«Arrivés au Pont en plein hiver 1934, on ne voyait que de la neige tout autour de la gare». Gilbert Reymond s’en souvient précisément, même s’il n’avait que quatre ans, comme il se rappelle être sorti pieds nus découvrir cette neige omniprésente! La famille vient de déménager de Versoix: Louis, son père, originaire de Vaulion, s’accoutume vite à la vie combière et à son activité de chef de gare, alors qu’Elisabeth, sa mère, jusque-là couturière en ville de Genève, garde longtemps la nostalgie de la ville.

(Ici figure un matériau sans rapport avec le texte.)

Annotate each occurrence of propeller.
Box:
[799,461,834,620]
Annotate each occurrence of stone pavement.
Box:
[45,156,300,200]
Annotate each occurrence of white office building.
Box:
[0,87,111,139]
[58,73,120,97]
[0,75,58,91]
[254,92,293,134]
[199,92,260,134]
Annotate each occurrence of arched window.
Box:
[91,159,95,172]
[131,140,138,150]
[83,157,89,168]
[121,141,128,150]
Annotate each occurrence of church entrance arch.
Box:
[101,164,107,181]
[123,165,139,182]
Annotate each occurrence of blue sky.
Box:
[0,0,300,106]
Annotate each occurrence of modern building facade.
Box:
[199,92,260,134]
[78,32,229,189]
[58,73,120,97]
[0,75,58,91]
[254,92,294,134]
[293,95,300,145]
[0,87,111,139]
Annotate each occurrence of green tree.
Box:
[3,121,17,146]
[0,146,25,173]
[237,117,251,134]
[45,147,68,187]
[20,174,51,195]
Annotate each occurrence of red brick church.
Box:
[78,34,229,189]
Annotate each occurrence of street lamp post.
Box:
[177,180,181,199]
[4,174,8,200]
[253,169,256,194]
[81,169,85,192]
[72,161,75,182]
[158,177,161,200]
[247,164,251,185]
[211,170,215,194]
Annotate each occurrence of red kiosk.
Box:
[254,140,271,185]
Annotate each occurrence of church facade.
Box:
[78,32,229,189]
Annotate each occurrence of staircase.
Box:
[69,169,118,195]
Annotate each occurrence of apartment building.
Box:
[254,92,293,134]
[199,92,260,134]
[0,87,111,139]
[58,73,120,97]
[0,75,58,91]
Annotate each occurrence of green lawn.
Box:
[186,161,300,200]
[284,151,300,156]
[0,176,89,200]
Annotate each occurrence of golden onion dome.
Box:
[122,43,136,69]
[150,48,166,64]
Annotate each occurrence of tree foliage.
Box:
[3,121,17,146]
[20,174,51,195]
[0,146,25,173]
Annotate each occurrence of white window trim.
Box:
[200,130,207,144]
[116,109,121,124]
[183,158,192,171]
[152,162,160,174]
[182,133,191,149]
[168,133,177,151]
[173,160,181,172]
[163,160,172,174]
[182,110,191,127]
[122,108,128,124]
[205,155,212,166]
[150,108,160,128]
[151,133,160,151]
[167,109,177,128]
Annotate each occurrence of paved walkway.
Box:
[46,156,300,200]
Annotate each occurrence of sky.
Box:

Gilbert Reymond fait ses classes au village, avec l’instituteur Jules-David Rochat puis Paul-Henri Dépraz en «prim’sup». Très engagé dans le mouvement scout, il joue également du violon avec bonheur. Son frère, de huit ans son aîné, part à Lausanne suivre l’Ecole normale; à la fin de sa scolarité, Gilbert suit le même chemin. Après une formation accélérée d’instituteur – on manque alors d’enseignants -, enrichie d’une activité musicale intense au sein de l’orchestre de l’Ecole normale, Gilbert reprend le chemin de La Vallée. Il se voit confier un poste de régent à l’école des Charbonnières: classe à sept niveaux d’élèves de 9 à 16 ans – il n’a alors que 19 ans. C’est ici qu’il va poursuivre sa vie d’enseignant et épouser sa jeune collègue arrivée de Morges, avec laquelle il fonde une famille. Ils auront trois enfants: Martine, Pierre-Olivier et Viviane.

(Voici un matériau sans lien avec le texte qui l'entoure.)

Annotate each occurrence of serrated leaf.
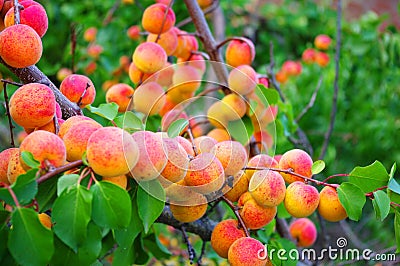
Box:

Dans la commune du Lieu, Gilbert Reymond assume aussi les tâches alors assignées quasi d’office au régent: le secrétariat du conseil communal et la direction du chœur mixte. Cette dernière responsabilité, qu’il assumera pendant 30 ans, lui plaît tout particulièrement, la musique restant pour lui une vraie passion. Sous sa direction, le chœur travaille un répertoire populaire et sacré en présentant en concert, avec orchestre, des œuvres de Schubert, Schütz, Caldara, Haydn, Haendel et Buxtehude. En outre, Gilbert Reymond siège au sein du conseil d’administration de Migros Vaud: c’est pour lui l’occasion de découvrir d’autres milieux et de tisser de nouvelles amitiés.
A côté de leur vie à La Vallée, il y a le sud de la France: jeune couple, Gilbert et Elisabeth Reymond ont aimé sillonner la Provence et l’Italie en Lambretta, au début des années 1950. Les enfants venus, la famille «descend» aussi souvent que possible vers le sud: tout d’abord en faisant du camping avant d’acquérir un terrain en friche dans le Vaucluse en 1966.

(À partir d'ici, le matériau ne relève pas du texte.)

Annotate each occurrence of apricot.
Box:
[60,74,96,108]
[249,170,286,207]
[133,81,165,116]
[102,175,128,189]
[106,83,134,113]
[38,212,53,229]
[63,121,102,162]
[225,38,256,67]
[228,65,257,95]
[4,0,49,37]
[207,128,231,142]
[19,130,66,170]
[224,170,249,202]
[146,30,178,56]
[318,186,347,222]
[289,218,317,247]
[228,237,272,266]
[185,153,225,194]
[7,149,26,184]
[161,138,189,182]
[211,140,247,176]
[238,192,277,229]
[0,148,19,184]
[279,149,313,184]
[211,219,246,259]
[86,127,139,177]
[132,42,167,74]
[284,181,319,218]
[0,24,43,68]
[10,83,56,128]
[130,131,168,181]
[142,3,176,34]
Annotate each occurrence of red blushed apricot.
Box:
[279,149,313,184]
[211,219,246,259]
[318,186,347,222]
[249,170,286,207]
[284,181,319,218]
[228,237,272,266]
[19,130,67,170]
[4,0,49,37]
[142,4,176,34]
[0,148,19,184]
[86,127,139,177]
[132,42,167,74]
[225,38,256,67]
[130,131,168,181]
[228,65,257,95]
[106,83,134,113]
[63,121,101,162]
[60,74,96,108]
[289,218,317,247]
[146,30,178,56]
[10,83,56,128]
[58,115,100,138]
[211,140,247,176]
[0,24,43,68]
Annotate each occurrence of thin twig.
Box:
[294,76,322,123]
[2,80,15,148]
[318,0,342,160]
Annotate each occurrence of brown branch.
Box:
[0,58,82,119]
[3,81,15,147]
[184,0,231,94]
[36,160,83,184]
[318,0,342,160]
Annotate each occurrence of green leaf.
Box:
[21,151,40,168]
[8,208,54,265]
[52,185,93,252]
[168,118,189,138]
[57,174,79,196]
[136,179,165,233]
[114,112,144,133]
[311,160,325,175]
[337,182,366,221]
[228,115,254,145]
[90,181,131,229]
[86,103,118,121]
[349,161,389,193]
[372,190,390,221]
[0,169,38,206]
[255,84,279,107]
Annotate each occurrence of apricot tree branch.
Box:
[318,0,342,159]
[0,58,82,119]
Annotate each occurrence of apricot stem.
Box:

Les vacances y sont consacrées au défrichage, au relèvement de murs, à la plantation d’abricotiers et de cerisiers, puis même, pas à pas, à la construction d’une petite maison. Amis et famille mettent la main au mortier et le chantier prend fin au bout de dix années. Ensuite, les travaux d’entretien du terrain, les soins au verger et la préparation du bois de chauffage l’occupent sans répit, mais Gilbert Reymond aime l’activité physique et la nature. «Avec le métier d’enseignant, les résultats sont plutôt perceptibles à long terme, alors que bâtir un mur permet de voir ce qu’on a fait!».
La retraite arrivée, c’est donc très naturellement entre La Vallée et le Vaucluse que le couple partage son temps, accueillant ici comme là-bas leurs sept petits-enfants puis, plus récemment, les arrière-petits-enfants. Alors qu’il fête ses 90 ans ce 15 février, Gilbert Reymond est heureux de pouvoir porter son regard sur ce riche parcours entouré de sa famille. Malgré de nombreux soucis de santé, il se trouve heureux de vivre.